If it is simplistic to conflate the interests and goals of firms, it is downright ridiculous to do the same for the various employees of a multitude of businesses. Individuals have distinct reasons for participating in politics, and it is hard to believe that politicians regularly examine every donor’s employer and attempt to ascertain those firms’ policy preferences before casting a vote. They would have to weigh every contribution from every firm and sector, and then decide which money is ultimately the most compelling. This complex calculus presents a difficult balancing act. If a policy clearly helps one industry but hurts another, then other interest groups might simply increase their contributions to change a politician’s vote in their favor – assuming that political spending is truly a paramount factor.
A more straightforward (and logical) proposition is that donors choose to spend their limited resources on candidates that they already support, not on candidates whose minds they need to change first. That is not to say that organizations don’t try to sway politicians through issue advocacy, lobbying, or original research, but one would be hard-pressed to prove that spending money to advance arguments is unjustifiable.
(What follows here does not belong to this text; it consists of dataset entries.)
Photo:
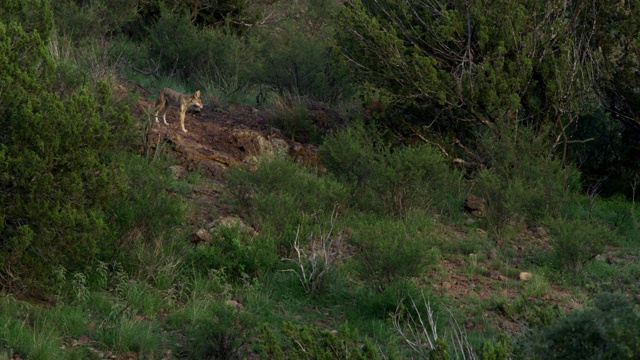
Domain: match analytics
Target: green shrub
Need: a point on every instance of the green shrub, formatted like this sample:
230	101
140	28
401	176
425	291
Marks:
55	170
391	250
523	184
608	330
280	195
236	254
575	242
303	66
391	179
219	331
310	342
147	208
207	54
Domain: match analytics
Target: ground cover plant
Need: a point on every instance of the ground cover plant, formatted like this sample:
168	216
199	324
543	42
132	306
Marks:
109	251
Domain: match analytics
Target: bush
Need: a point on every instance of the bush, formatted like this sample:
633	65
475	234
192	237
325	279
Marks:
304	67
281	195
219	331
55	170
391	250
236	254
522	184
391	179
608	330
575	242
208	55
147	208
310	342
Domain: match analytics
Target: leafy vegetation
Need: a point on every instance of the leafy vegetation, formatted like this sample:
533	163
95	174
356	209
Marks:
529	106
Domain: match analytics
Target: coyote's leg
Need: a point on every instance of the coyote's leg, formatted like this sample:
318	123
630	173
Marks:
182	114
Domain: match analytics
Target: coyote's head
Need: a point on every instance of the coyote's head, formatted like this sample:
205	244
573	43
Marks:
194	100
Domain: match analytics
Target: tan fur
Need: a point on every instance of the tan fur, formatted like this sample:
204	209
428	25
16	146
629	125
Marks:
168	98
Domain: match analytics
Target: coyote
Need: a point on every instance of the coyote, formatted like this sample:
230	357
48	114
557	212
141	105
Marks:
168	97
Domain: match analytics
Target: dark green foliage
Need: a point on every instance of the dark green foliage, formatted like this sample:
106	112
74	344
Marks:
55	174
310	342
219	332
523	183
608	330
387	179
235	253
453	68
303	66
575	242
499	350
204	55
146	208
281	195
392	250
86	21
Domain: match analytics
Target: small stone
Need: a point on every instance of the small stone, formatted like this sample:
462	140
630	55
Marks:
199	236
178	172
525	276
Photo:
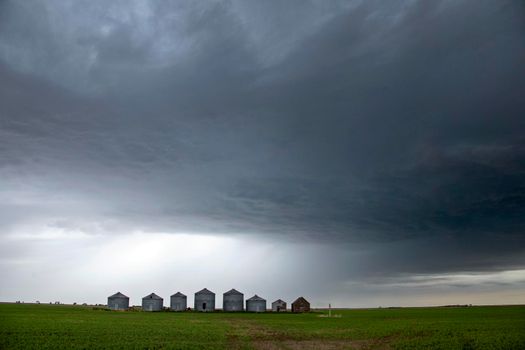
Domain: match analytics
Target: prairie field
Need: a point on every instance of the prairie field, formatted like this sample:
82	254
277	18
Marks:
30	326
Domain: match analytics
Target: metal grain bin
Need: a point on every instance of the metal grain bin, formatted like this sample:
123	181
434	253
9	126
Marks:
178	302
300	305
118	301
279	306
152	302
233	300
256	304
205	300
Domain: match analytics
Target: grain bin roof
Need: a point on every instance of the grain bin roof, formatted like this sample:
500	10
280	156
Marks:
233	292
256	298
205	291
118	295
300	300
152	296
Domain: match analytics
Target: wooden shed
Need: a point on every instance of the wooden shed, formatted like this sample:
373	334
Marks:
300	305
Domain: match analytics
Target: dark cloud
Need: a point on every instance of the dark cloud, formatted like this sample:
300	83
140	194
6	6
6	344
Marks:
393	126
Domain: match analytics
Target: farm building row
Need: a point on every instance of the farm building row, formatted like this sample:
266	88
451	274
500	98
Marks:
233	300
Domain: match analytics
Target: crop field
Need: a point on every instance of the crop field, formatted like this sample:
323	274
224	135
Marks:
29	326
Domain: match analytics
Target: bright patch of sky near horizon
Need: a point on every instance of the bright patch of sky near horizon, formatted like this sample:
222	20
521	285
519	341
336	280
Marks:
362	153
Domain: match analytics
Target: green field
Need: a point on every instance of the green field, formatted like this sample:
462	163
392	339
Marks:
25	326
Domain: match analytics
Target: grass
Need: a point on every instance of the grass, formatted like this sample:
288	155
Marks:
24	326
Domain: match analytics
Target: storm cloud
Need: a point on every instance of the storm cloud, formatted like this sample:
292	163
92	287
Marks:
388	133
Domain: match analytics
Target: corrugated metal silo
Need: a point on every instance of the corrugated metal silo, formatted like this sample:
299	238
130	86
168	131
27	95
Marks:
279	306
118	301
205	300
256	304
233	300
178	302
152	302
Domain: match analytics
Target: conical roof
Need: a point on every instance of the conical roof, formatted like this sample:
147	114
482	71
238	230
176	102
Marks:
300	300
256	298
152	296
205	291
233	292
118	295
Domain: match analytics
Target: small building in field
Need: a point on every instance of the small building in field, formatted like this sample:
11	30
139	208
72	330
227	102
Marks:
233	300
279	306
300	305
205	300
178	302
152	302
256	304
118	301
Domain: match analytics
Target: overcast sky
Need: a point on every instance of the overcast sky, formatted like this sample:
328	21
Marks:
362	153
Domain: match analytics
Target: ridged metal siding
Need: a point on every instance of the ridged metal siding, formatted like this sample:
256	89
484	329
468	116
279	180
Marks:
149	304
178	303
279	306
256	305
204	302
233	302
118	303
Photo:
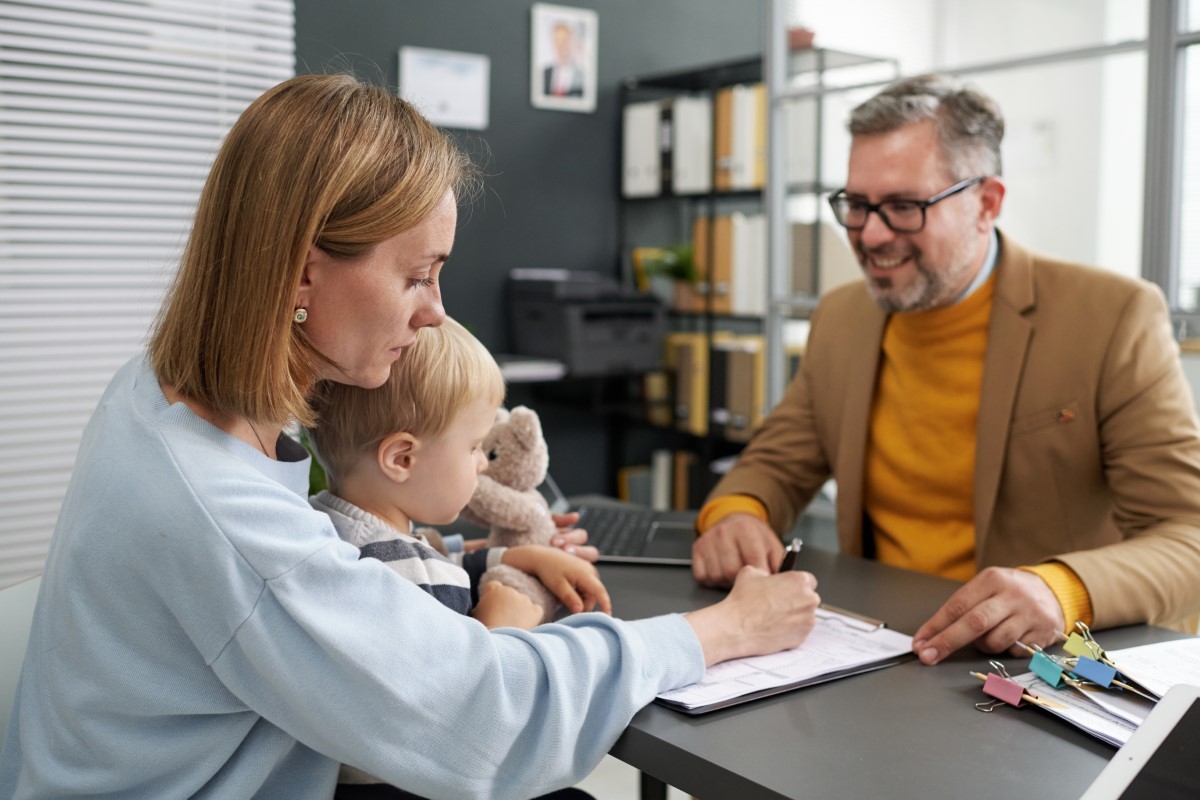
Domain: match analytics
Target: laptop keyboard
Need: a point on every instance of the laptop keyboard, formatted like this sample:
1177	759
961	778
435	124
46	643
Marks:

This study certainly does not.
III. Conclusion
The authors of this paper – and its enthusiastic backers – declare it to be a groundbreaking work that definitively proves the relationship between political money and policymaking. An examination of what spending the authors consider to be political and how they measure changes in policymaking shows that this contention is far from true. Even more objectionable is how the authors conduct themselves in a fashion that can aptly be described as demagogic, problems with their analysis notwithstanding.
The paper makes numerous insinuations of widespread governmental corruption, while offering only vague anecdotal references as evidence (see footnotes 2, 15, and 16 for examples). Although it excludes such references from its final model, refraining from the use of innuendo as an analytical tool is no virtue, particularly when the writers choose to indulge in it elsewhere. Gratuitous references to “free market propaganda,” “Gilded Age politics,” and “orgies of deregulation” further detract from the study and make it difficult to take seriously as an unbiased analysis of the American political system. Combining such rhetoric with purposeful obfuscation – the vague definitions of what “political” money they’ve actually counted, the burying of illuminating flaws in the footnotes of appendices – makes for a fatal mix.
Interestingly enough, we find some common ground in the authors’ acknowledgement that our expansive campaign finance laws have created a “maze” of bureaucracy and regulation that redirects political spending without actually cutting it off. Reducing the use of money to facilitate political speech is neither possible in a democratic system, nor desirable as a matter of First Amendment principles. If the authors want fewer forms of political spending or fewer politicians bucking party line congressional votes, then the simple solution is to remove limits on campaign contributions. Doing so would strengthen parties, incentivize candidate-centered campaigns over independent expenditures, and simplify the public’s ability to participate in politics.
One should not expect the authors to take this approach, however. Their writing makes it clear that their views are a conclusion in want of evidence, as seen by their frustration with existing research that “facilitates blithe dismissal” of the claims that they feel so strongly to be true. For now, those claims continue to simply be feelings, lacking empirical proof.